Abolish This Derivative

The most threatening derivative is overlooked in Washington: the power Big Finance derives from the State.

2 comments:

Kevin Carson said...

I read somewhere that securitization of mortgages wasn't even an option until the Feds got in the business of guaranteeing them. There were experiments with mortgage-based securities in the late '60s, but they went over like a lead balloon because they were so risky.

So when I hear liberals say the crisis resulted from an unregulated financial system, I think they're overlooking the fundamental structural role of the state in the overall form of the financial system.

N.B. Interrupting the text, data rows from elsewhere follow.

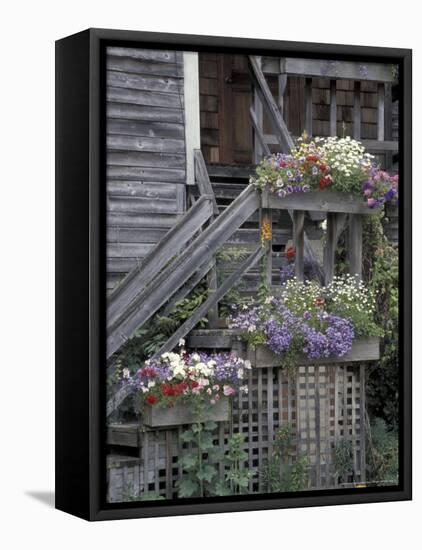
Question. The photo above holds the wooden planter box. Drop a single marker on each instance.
(319, 201)
(181, 413)
(365, 349)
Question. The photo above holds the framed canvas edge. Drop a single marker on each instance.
(96, 508)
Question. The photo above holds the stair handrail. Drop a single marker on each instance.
(163, 252)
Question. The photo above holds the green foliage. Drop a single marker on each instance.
(130, 495)
(237, 478)
(382, 453)
(343, 458)
(381, 270)
(196, 461)
(281, 474)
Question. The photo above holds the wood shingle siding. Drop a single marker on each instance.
(146, 153)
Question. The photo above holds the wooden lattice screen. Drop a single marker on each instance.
(322, 405)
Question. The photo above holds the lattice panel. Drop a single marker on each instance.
(322, 406)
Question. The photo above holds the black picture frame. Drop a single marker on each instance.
(80, 274)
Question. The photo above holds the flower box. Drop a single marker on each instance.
(363, 349)
(182, 413)
(319, 201)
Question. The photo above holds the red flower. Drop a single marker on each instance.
(167, 390)
(148, 372)
(324, 182)
(151, 400)
(290, 253)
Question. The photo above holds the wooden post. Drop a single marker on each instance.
(381, 105)
(259, 117)
(192, 124)
(335, 224)
(282, 83)
(330, 247)
(356, 111)
(333, 107)
(266, 227)
(355, 245)
(362, 415)
(298, 241)
(308, 106)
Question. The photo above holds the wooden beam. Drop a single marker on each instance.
(211, 301)
(159, 256)
(335, 225)
(202, 179)
(380, 118)
(270, 106)
(333, 107)
(322, 201)
(357, 115)
(298, 242)
(267, 219)
(325, 68)
(355, 246)
(170, 279)
(191, 103)
(259, 136)
(308, 106)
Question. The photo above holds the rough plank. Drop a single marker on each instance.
(165, 250)
(146, 159)
(147, 144)
(364, 349)
(321, 201)
(144, 97)
(128, 65)
(167, 283)
(354, 248)
(270, 106)
(137, 189)
(203, 180)
(168, 130)
(141, 205)
(350, 70)
(146, 173)
(211, 301)
(142, 112)
(163, 56)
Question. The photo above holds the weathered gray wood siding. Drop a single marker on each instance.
(146, 157)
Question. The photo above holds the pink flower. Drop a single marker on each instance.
(228, 390)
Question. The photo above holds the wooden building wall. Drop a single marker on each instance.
(226, 93)
(146, 157)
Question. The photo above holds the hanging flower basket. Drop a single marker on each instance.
(182, 413)
(363, 350)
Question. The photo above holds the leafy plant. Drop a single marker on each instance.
(381, 270)
(343, 458)
(279, 475)
(382, 453)
(196, 461)
(236, 478)
(130, 495)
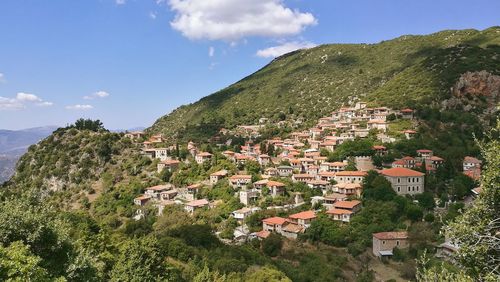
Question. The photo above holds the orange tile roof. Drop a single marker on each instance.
(346, 204)
(274, 220)
(400, 171)
(338, 211)
(275, 183)
(351, 173)
(263, 234)
(303, 215)
(391, 235)
(198, 203)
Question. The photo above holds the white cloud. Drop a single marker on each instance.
(231, 20)
(287, 47)
(21, 100)
(45, 104)
(80, 107)
(10, 104)
(26, 97)
(98, 94)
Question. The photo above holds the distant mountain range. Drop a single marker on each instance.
(14, 143)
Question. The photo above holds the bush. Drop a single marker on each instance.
(272, 245)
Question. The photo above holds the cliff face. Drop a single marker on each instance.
(476, 91)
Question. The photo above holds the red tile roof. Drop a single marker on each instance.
(351, 173)
(400, 171)
(391, 235)
(303, 215)
(346, 204)
(274, 220)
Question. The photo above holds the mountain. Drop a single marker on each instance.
(14, 143)
(409, 71)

That also includes the structural problems of corporate capitalism by which there is a plutocratic class with enormous piles of investment money, and a shortage of profitable investment opportunities. In an economy with wider distribution of wealth and decentralized production capability, where production capability was driven by local demand and a higher level of purchasing power for labor, most of the preconditions for our enormous FIRE economy wouldn't even exist.

Sheldon Richman said...

There are many such aspects. The Basel II Accord, an agreement among the world's major central bankers, set reserve requirements for banks. The reserve requirement was lower on mortgage-backed securities (MBS) than on actual mortgages written and held by that particular bank. MBS were deemed safer. Lower reserves of course mean more money to lend, more profit, but also more exposure. So holding MBS was encouraged, while holding individual mortgages (which entailed local knowledge) was discouraged. Try explaining that to the public in a sound bite.